Qu'arrive-t-il à nos chères valeurs automobiles ?
20/05/2020
L'actualité de l'économie et de la finance !
- Nos chères valeurs automobiles se tiennent très mal en ce moment : le cours de Renault (18€) recule de -55% depuis le début de l’année, celui de Peugeot (11,6€) en peu moins mais quand même, soit -42%, les constructeurs allemands s’en sortent un peu mieux, soit -37% pour Daimler, -31% pour BMW, et -20% pour Volkswagen etc…, et le secteur automobile tout entier, équipementiers compris, en tant que compartiment de l’indice large européen Stoxx 600 est à -36%, en queue du peloton juste devant les compagnies pétrolières (-37%), le Tourisme/Hôtellerie (-42%) et les banques (-43%).

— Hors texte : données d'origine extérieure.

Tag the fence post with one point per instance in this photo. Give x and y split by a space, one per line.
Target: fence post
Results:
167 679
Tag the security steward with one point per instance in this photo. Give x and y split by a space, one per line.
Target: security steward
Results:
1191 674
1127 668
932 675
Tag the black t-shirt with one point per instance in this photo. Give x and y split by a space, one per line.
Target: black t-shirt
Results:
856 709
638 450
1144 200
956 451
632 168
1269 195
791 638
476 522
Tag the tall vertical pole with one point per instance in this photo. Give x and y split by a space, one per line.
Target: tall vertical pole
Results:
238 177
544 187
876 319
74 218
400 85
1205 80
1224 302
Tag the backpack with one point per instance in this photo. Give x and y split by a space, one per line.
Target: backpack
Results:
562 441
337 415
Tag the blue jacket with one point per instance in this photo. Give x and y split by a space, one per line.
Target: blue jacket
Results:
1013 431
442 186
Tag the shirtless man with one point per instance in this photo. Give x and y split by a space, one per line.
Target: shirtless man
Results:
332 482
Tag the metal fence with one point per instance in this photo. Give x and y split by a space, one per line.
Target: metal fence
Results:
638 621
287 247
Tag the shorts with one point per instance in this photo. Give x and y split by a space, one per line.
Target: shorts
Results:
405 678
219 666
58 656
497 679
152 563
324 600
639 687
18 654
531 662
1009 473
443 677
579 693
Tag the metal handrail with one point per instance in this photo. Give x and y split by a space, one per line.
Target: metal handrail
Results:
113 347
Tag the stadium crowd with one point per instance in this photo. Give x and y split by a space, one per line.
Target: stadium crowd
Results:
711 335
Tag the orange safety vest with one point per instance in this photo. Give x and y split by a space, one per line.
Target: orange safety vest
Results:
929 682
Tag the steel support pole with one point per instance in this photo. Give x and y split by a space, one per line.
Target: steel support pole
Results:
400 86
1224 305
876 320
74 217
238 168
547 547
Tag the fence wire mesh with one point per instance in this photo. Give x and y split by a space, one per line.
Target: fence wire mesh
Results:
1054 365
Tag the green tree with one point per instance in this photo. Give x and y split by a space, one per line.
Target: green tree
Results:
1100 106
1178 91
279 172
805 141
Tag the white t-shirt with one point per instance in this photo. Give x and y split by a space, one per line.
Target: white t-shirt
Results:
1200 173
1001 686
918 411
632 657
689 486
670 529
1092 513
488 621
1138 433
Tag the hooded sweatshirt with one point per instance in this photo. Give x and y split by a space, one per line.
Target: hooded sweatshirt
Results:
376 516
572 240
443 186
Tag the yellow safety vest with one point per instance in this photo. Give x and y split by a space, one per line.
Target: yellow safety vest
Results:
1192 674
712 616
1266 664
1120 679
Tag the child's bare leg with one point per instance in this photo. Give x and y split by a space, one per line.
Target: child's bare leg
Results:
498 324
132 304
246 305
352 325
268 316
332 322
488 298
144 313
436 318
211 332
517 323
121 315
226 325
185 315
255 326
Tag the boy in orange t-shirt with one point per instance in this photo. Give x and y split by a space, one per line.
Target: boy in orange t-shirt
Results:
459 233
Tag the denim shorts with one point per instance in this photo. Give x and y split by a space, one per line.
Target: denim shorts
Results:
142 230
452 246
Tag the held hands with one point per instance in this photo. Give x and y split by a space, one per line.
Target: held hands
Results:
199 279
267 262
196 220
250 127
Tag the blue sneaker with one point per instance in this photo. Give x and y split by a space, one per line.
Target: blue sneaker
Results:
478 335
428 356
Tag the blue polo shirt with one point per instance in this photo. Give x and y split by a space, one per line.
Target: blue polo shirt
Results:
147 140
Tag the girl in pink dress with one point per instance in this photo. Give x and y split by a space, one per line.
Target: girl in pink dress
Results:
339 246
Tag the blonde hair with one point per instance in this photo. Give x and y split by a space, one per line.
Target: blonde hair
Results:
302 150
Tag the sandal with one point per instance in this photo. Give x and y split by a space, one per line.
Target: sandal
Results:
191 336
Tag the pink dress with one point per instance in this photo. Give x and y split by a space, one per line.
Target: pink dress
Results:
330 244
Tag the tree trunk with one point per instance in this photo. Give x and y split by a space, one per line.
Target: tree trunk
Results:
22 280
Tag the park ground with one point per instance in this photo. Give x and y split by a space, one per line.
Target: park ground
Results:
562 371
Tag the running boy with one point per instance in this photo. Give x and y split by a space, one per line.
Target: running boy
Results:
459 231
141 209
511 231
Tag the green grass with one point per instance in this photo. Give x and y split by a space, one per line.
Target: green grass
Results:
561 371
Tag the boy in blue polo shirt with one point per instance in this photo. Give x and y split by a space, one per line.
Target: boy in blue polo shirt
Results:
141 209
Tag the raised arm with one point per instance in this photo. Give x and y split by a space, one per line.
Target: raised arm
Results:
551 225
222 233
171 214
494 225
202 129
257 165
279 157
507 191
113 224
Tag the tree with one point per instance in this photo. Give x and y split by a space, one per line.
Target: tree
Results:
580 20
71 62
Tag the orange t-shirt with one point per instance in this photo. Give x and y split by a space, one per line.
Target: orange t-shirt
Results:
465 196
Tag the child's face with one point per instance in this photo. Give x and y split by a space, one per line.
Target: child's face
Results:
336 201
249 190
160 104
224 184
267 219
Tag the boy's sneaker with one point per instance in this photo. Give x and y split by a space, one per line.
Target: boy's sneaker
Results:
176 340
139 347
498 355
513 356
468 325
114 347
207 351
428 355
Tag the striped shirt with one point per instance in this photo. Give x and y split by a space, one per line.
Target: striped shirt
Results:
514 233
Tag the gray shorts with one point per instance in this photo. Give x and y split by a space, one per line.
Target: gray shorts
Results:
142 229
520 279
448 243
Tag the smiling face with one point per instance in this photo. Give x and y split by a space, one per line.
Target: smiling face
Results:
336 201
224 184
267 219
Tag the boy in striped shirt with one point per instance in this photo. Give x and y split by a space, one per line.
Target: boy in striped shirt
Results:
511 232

Et pour cause : l’automobile est très exposée à la pandémie, comme on peut s’en douter, avec a) des ventes de voitures en chute libre, soit des volumes en baisse de -78% en Europe en avril, les concessions étant fermées, et les conducteurs à la maison pour cause de confinement, et b) des usines totalement arrêtées un temps, pour adaptation à des normes sanitaires devenues très strictes et aussi pour refonte des processus de production pour mettre les opérateurs à l’abri de toute contamination. Bref : un évènement extraordinaire pour une industrie mondiale, qui a commencé en Chine puis s’est propagé en Europe et aux USA. - Ceci étant, avec le reflux actuel du virus, dont on aimerait bien qu’il soit définitif ou presque, les usines rouvrent les unes après les autres depuis fin avril en Europe, et la production redémarre, même si les montées en cadences sont plutôt lentes, d’après ce que l’on sait. Il le faut bien : les concessions rouvrent aussi avec le déconfinement, et, espérons-le en tous cas, les ventes reprennent éventuellement pour une excellente raison : le besoin de renouvellement de parcs automobiles ayant un âge moyen de 11 ans environ en Europe et aux USA. C’est principalement pour ça qu’on a fabriqué en 2019 près de 92 millions en tout de voitures particulières et de petits utilitaires dans le monde :
Un chiffre qui sera vraisemblablement nettement inférieur cette année, puisqu’il va manquer près de deux à deux mois et demi d’activité, soit -20% pour la production au bas mot, si tout va bien, c’est-à-dire à condition que la demande revienne à un niveau normal fin 2020, et en 2021. - De fait, nombre des grands marchés, notamment l’Europe et l’Amérique du Nord, le Japon, la Corée, sont totalement matures et saturés depuis longtemps. Par ailleurs, la croissance du marché mondial de l’automobile ces quinze dernières années a été tirée par la Chine, en phase d’équipement avec l’émergence de sa société de consommation. Et inutile de préciser que le cycle de renouvellement fonctionne par à-coup, au gré de la confiance des ménages dans la solidité de l’économie, et dans la pérennité de leurs emplois, et que, quand elles arrivent, les récessions impactent donc plus ou moins fortement la demande : la crise bancaire/immobilière de 2007-08 aux USA a généré une chute violente des ventes d’automobiles, (-18% en 2008 et -21% en 2009), et si la baisse des volumes a été beaucoup moins forte en Europe (respectivement -9% et -4%), grâce notamment aux aides des gouvernements sous forme de primes à la casse etc…, la demande de renouvellement est restée déprimée plusieurs années après.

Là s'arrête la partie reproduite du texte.